That's all I'll say for now about Meiwes/Brandes (I have a hard time holding them in my mind as separate entities, so I'll just stop trying). With regard to details on the infamous trial of Meiwes/Brandes (the explicit one for the deviant who killed his counterpart/the implicit one for the deviant who killed himself), the murder ruling sought by the prosecution, the illegal euthanasia ruling sought by the defense, the relaxed grin of Meiwes/Brandes as he entered the courtroom, his calm and meticulous testimony on the stand, the final verdict finding Meiwes/Brandes guilty of manslaughter, and his sentencing to 8 1/2 years in prison, I refer you to the long research arm of Google.com. As for myself, I am personally disturbed by the implications of the incident, even as I am powerless to stop myself from writing about it, and speculating about it, and Googling for more news on it, and generally feeding off its material to gratify my own hungry curiosity.
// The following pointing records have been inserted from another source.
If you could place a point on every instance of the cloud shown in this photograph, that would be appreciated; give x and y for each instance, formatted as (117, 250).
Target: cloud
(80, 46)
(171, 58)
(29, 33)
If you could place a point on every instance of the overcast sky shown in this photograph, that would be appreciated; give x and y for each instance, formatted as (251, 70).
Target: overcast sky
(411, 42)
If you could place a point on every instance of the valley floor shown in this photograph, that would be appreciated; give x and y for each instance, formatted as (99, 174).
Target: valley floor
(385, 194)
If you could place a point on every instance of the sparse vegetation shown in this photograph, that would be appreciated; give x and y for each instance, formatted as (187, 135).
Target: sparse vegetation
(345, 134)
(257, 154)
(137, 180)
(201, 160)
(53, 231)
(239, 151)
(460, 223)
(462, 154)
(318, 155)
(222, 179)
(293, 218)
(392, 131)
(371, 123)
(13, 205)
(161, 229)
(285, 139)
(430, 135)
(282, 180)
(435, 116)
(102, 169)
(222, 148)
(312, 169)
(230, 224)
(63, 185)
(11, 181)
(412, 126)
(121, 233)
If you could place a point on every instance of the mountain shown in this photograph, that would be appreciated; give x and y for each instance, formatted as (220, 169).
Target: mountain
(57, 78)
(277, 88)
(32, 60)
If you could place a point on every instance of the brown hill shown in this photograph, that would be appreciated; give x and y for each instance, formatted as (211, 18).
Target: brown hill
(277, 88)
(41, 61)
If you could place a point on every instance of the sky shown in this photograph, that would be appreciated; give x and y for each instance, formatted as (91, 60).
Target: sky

I-- who can barely stomach the video jacket cover for The Shining, who had nightmares for two months after seeing the grisly chariot-race sequence in Ben-Hur, who can gulp down my fear and revulsion only long enough to absorb, in wide-eyed sobriety, a few moments of the limitless horror framed by journalistic photographs of the effects of war and other human-instigated atrocities-- can nevertheless savor the salacious semiotic splendor of a cannibal's tale in the abstract, i.e., in words and sanitized pictures. And I could (and probably should at a later date) explore how closely this type of reading experience resembles the compulsive, internalized image-making and character animation that goes on in my head when I read a specimen of realist fiction, which escapist enterprise and mutual possession play between reader/fantasy have led many a pure poetry critic (without responding to enough of the counter-challenges that such a claim deserves) to dismiss descriptive narrative prose as an inherently commodified space.

But what I simply want to note here is how easily Meiwes/Brandes has burrowed right into the center of my writing. How did Meiwes/Brandes, folded into his own flesh, incarcerated and absorptively self-referential, manage to do this? Does the strength (or weakness) of his binary appetite relieve some part of the lurid indeterminacy that forms the dreamspace of my writing?